Pain Medication of Choice for Severe Back Pain in Outpatient Setting
For severe back pain in the outpatient setting, NSAIDs are the first-line medication, with opioids or tramadol reserved as second-line options only when NSAIDs fail to control severe, disabling pain that significantly impairs function.
Algorithmic Approach to Severe Back Pain Management
Step 1: Initial Pharmacologic Treatment
- Start with NSAIDs as first-line therapy for severe pain 1
- NSAIDs provide superior pain relief compared to acetaminophen (approximately 7-point reduction on 0-100 scale) 2
- Both acute and chronic low back pain respond to NSAIDs with moderate effect sizes 2, 3
- Critical caveat: Assess cardiovascular and gastrointestinal risk factors before prescribing 1
- Use lowest effective dose for shortest duration necessary 1
- Consider COX-2 selective NSAIDs if gastrointestinal risk is elevated (lower adverse effect profile) 2
- Co-prescribe proton-pump inhibitor for high-risk GI patients 1
Step 2: Consider Adding Skeletal Muscle Relaxant
- For acute severe back pain specifically, add a skeletal muscle relaxant to NSAIDs 4
- Combination therapy (NSAIDs + muscle relaxants) showed best outcomes in observational studies 4
- Muscle relaxants provide small but meaningful benefit for acute pain (RR 0.58 for pain relief) 3
- Warning: All muscle relaxants cause CNS sedation; counsel patients about driving and operating machinery 1
- Use only for short-term relief in acute settings 1
Step 3: Escalate to Opioids Only When First-Line Fails
Opioids or tramadol should be reserved for severe, disabling pain uncontrolled by NSAIDs 1
When to Consider Opioids:
- Pain severity prevents basic function despite adequate NSAID trial
- Pain is truly severe and disabling (not just moderate)

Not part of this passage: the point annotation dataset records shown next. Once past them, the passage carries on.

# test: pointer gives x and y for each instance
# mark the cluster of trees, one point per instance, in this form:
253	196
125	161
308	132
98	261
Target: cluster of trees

- Patient has been counseled on substantial risks
Opioid Selection for Chronic Severe Pain:
- Strong opioids (morphine, oxymorphone, hydromorphone): Small effect size (SMD -0.43, approximately 1-point reduction on 0-10 scale) 2
- Tramadol: Similar small effect (SMD -0.55) with dual mechanism 2
- Tapentadol: Comparable efficacy (MD -8.00 on 0-100 scale) 3
- No evidence supports one opioid over another 1
Critical Opioid Prescribing Safeguards:
- Time-limited course only - reassess if no response 1
- Screen for abuse/addiction vulnerability 1
- Counsel on risks: nausea (10% increased risk), constipation (7%), dizziness (8%) 3
- Trials showed 30-60% attrition rates, indicating poor tolerability 2
- For acute pain: One trial found oxycodone + naproxen NO better than placebo + naproxen 2
What NOT to Use for Severe Pain
Acetaminophen
- Do not use acetaminophen alone for severe back pain 1
- High-certainty evidence shows NO difference from placebo for acute LBP (pain MD 0.49, disability MD 0.05) 3
- Weaker analgesic than NSAIDs by approximately 10 points on 100-point scale 1
- Only reasonable as first-line for mild pain with favorable safety profile 1
Antidepressants
- Not indicated for acute severe pain 1
- Low-certainty evidence of NO benefit for chronic LBP (SMD -0.04 for pain, -0.06 for disability) 3
- May have role only in chronic LBP with comorbid depression 1
Antibiotics, Benzodiazepines, Anticonvulsants
- Not recommended by any guidelines for acute or chronic LBP 5
Key Clinical Pitfalls to Avoid
Don't skip NSAIDs and jump to opioids - This violates guideline recommendations and exposes patients to unnecessary harm 1
Don't use acetaminophen for severe pain - Evidence clearly shows inadequate efficacy 3
Don't prescribe opioids long-term without reassessment - Failure to respond should trigger alternative therapies or referral 1
Don't ignore NSAID contraindications - Cardiovascular disease, GI bleeding history, and renal disease require careful consideration 1
Don't use muscle relaxants for chronic pain - Evidence supports short-term use in acute settings only 1
Evidence Quality Considerations
The 2017 ACP systematic review 2 and 2007 ACP/APS guideline 1 provide the highest-quality guideline evidence. The 2017 review found high-certainty evidence for NSAIDs and moderate-certainty evidence for opioids in chronic pain, but notably poor evidence for opioids in acute severe pain. The enriched enrollment withdrawal designs used in many opioid trials 2 artificially inflate efficacy estimates by excluding non-responders before randomization - a critical methodological flaw that overstates real-world effectiveness.
The bottom line: NSAIDs remain the evidence-based choice for severe back pain, with opioids reserved as a judicious second-line option only after NSAID failure and careful risk-benefit discussion.